Sozialer Lückenbüßer

Wenig Personal und eingeschränkte Behandlungsmöglichkeiten – das Haftkrankenhaus im Moabiter Knast weist gravierende Mängel auf / Ärzte und Pflegepersonal sind „Diener zweier Herren“  ■ Von Dorothee Winden

Im Zeitlupentempo öffnet der junge Mann im Krankenbett die Augen, als die Tür aufgeht. Doch er nimmt nicht wirklich wahr, was um ihn herum geschieht. Seit sechs Wochen ist er in völlige Teilnahmslosigkeit versunken, aus seiner Nase ragt ein dünner Schlauch. Nach einem Raubüberfall, an dem er beteiligt war, ist er auf seelische Tauchstation gegangen.

„Er verkriecht sich vor dem, was passiert ist“, sagt Rainer Rex, Leiter des Moabiter Haftkrankenhauses. „Solche psychogenen Reaktionen gehen entweder sehr schnell weg, oder sie dauern sehr lange“, weiß er aus Erfahrung. „Wenn er aus der Tauchstation nicht raus will, dann bleibt er ein Pflegefall.“ Auf richterlichen Beschluß wird der Mann jetzt in die Karl-Bonhoeffer-Nervenklinik verlegt.
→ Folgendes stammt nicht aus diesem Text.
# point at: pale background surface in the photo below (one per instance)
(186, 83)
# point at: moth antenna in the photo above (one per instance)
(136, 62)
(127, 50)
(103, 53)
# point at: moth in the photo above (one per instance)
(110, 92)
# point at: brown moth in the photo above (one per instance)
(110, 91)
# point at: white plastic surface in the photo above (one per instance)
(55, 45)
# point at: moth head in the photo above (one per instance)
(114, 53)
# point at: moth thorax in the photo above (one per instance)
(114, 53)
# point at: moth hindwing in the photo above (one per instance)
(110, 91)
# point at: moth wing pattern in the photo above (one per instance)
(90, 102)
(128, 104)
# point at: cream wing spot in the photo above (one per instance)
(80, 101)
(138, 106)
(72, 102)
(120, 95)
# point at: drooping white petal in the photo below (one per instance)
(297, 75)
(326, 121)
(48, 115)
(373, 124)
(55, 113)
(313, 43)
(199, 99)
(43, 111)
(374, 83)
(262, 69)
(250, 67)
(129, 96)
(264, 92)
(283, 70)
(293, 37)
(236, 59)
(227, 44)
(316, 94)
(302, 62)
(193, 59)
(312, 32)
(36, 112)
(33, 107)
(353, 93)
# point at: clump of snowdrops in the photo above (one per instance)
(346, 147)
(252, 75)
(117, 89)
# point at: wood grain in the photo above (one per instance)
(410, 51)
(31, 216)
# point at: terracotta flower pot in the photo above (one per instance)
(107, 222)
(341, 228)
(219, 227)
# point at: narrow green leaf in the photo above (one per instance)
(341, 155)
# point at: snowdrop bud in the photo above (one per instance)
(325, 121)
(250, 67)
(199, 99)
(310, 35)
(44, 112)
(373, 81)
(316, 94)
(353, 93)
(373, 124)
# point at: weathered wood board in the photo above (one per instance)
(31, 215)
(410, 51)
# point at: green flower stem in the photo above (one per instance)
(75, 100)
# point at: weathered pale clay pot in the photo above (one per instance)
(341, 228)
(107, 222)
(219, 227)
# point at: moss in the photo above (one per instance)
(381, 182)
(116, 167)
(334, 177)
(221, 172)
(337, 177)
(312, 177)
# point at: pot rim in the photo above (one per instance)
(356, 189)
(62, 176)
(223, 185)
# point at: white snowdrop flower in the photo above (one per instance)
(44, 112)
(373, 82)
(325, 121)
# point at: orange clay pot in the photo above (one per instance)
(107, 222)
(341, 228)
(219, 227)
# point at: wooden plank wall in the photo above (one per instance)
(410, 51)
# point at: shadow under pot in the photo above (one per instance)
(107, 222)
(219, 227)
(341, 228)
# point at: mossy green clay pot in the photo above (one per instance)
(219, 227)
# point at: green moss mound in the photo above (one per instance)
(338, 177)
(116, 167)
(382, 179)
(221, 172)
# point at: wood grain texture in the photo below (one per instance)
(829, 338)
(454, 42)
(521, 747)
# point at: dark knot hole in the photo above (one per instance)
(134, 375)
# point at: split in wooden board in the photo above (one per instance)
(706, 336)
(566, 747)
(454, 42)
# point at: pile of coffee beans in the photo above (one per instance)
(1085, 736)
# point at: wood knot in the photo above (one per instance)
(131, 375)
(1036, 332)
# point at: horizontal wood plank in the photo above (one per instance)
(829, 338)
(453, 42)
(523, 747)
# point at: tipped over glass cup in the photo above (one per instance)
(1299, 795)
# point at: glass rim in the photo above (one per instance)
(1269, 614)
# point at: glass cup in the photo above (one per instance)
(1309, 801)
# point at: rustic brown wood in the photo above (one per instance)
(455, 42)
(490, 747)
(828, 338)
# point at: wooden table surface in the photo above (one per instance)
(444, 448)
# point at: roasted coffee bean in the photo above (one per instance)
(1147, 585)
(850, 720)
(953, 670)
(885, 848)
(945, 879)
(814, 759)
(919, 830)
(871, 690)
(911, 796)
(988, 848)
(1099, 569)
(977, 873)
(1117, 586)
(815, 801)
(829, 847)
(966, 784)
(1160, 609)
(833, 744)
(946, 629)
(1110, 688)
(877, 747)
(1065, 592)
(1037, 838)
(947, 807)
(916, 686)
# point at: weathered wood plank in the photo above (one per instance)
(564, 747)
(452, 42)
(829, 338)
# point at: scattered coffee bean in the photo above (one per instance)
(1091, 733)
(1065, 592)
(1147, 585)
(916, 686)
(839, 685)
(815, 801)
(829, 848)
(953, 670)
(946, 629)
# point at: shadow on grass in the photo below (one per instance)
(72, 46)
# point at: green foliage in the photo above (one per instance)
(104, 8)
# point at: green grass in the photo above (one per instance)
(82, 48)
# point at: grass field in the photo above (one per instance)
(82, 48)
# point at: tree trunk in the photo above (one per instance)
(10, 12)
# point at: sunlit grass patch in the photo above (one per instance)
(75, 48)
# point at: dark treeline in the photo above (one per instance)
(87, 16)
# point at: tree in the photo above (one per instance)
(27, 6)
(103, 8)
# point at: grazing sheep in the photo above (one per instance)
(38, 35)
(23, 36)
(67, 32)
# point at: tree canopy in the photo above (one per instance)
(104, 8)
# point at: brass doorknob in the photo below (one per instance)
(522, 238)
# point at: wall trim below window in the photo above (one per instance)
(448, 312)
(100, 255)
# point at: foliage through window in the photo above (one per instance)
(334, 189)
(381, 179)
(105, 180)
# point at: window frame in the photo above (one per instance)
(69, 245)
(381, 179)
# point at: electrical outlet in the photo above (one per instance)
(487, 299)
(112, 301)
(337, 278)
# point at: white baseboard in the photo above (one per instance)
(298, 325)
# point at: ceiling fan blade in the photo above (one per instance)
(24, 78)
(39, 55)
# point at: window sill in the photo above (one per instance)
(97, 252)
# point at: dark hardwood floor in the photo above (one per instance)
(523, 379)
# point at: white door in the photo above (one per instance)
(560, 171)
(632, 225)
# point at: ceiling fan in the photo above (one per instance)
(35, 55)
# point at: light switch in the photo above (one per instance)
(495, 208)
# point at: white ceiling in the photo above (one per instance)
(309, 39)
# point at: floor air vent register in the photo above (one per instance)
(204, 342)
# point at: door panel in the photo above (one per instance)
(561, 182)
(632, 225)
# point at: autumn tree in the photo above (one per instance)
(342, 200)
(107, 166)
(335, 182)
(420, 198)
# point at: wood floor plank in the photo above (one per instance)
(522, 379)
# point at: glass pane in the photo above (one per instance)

Der Untersuchungsgefangene gehört zu den schwereren Fällen im Haftkrankenhaus. Üblicher sind Knochenbrüche, Schnittwunden, Sportverletzungen, Infektionskrankheiten wie Hepatitis oder mit steigender Tendenz auch wieder Tuberkulose.

Am späten Nachmittag wirkt das Krankenhaus gespenstisch leer. Daß hinter den verschlossenen, numerierten Zellen Patienten sitzen, läßt sich nur an den kleinen handgeschriebenen Schildern an den Türen erkennen. „Vegetarier“ oder „leichte Schonkost“ heißt es da zur Orientierung des Pflegepersonals. Anders als „draußen“ machen die Patienten hier keinen Schritt ohne Bewachung. Das Schlüsselbund gehört ebenso zur ärztlichen Grundausstattung wie das Stethoskop. Auch das Pflegepersonal ist immer „Diener zweier Herren“, wie es der Chirurg Dr. Mühr ausdrückt. Ein weiterer Unterschied: Die Behandlung zahlt nicht die Krankenkasse, sondern die Justizbehörde.

Neben den 6.500 Patienten, die hier jährlich ambulant versorgt werden, betreuen die Ärzte des Haftkrankenhauses 1.600 Strafgefangene stationär. Die 85 Betten sind meist voll belegt. Nur in Ausnahmefällen haben die Insassen ein Zimmer für sich allein. Die meisten teilen sich zu zweit oder dritt eine 15 Quadratmeter große Zelle, die mit drei Betten, einem kleinen Tisch und einem Spind schon völlig zugestellt ist.

In einer dieser Zellen sitzt ein schmächtiger 40jähriger mit resignierter Miene an einem kleinen Holztisch und liest. Von seinem Mitgefangenen schaut nur ein Haarschopf unter der Bettdecke hervor. Im Bücherregal stehen die Bibel und Agatha Christies Krimi „Das Böse unter der Sonne“. Auf dem einzigen Spind, der hier Platz hat, stapelt sich frische Wäsche. Auf einem Hocker steht ein Fernseher. Die qualvolle Enge wird durch die fünf Meter hohen Wände eher noch betont.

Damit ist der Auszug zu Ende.